R.K. Narayan
fittingly depicts the stories of relationships in his books. There may be one
or more relationships which are taken for scrutiny and presentation. In ‘Swami
and Friends’ and ‘The Dark Room’, for example, there is one major relationship
each i.e. of Swami and Rajam and Savatri and Ramani which assumes significance.
Narayan’s
first novel, Swami and Friends delineates Swami’s character as that of a
pre-adolescent boy going through many misadventures. Swami and his four friends
– Mani, Pea, Shankar and the newly admitted Rajam – the son of the Deputy
Superintendent of the police, are the main characters in the novel.
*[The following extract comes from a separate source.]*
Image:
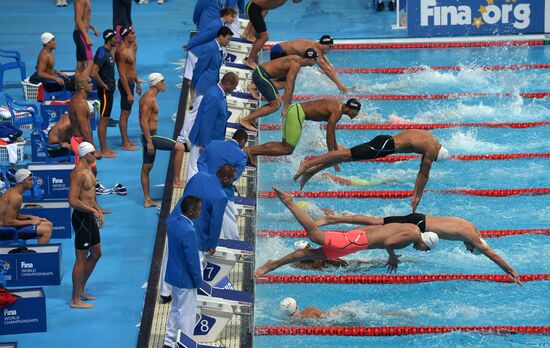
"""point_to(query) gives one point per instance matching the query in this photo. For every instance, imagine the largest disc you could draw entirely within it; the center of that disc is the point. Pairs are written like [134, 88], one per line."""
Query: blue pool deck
[129, 232]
Thus, life
for Swami means his friends and himself, his parents and himself, his teachers
and himself, coping with everyone in an individual way. However the main
concern is the Swami-Rajam relationship.
Rajam is
Swami’s hero. While ‘nestling close to his granny, very snug and safe Swami
narrates to her everything about Rajam and Mani, how Rajam’s father is “The
master” of all the policemen of Malgudi, how he has a real police dress and how
he killed a tiger when his father was once camping in a forest. By the fourth
chapter in the novel, one finds Swami very much attached to Rajam and his
friends start calling him a tail of Rajam. It hurts him.
The first blow
that comes to Swami which pulls him away from Rajam is the 15th August 1930
incident. Swami pelts a stone or two at the panes of the headmaster’s
ventilation and is unfortunately caught red-handed by the peon. Rajam is not
able to appreciate Swami’s participation in the nationalist movement because
his father, after all is a government servant, and Swami’s act has been
anti-government. The headmaster enters the class to punish the culprits.
The parting
scene between Swami and Rajam is quite emotional. Swami feels guilty for his doings
and wants yet to make good his precious friendship for Rajam by offering him a
small volume of Anderson’s fairy tales. Rajam takes the present and waves a
farewell.
The theme of
incompatibility of interests finds the best expression in the life of this
young hero of Narayan’s. Even though he is too small to be thought of in such a
serious context, the melancholy of his life comes from his incompatible
relations with a friend, Rajam, whom he considers a great hero.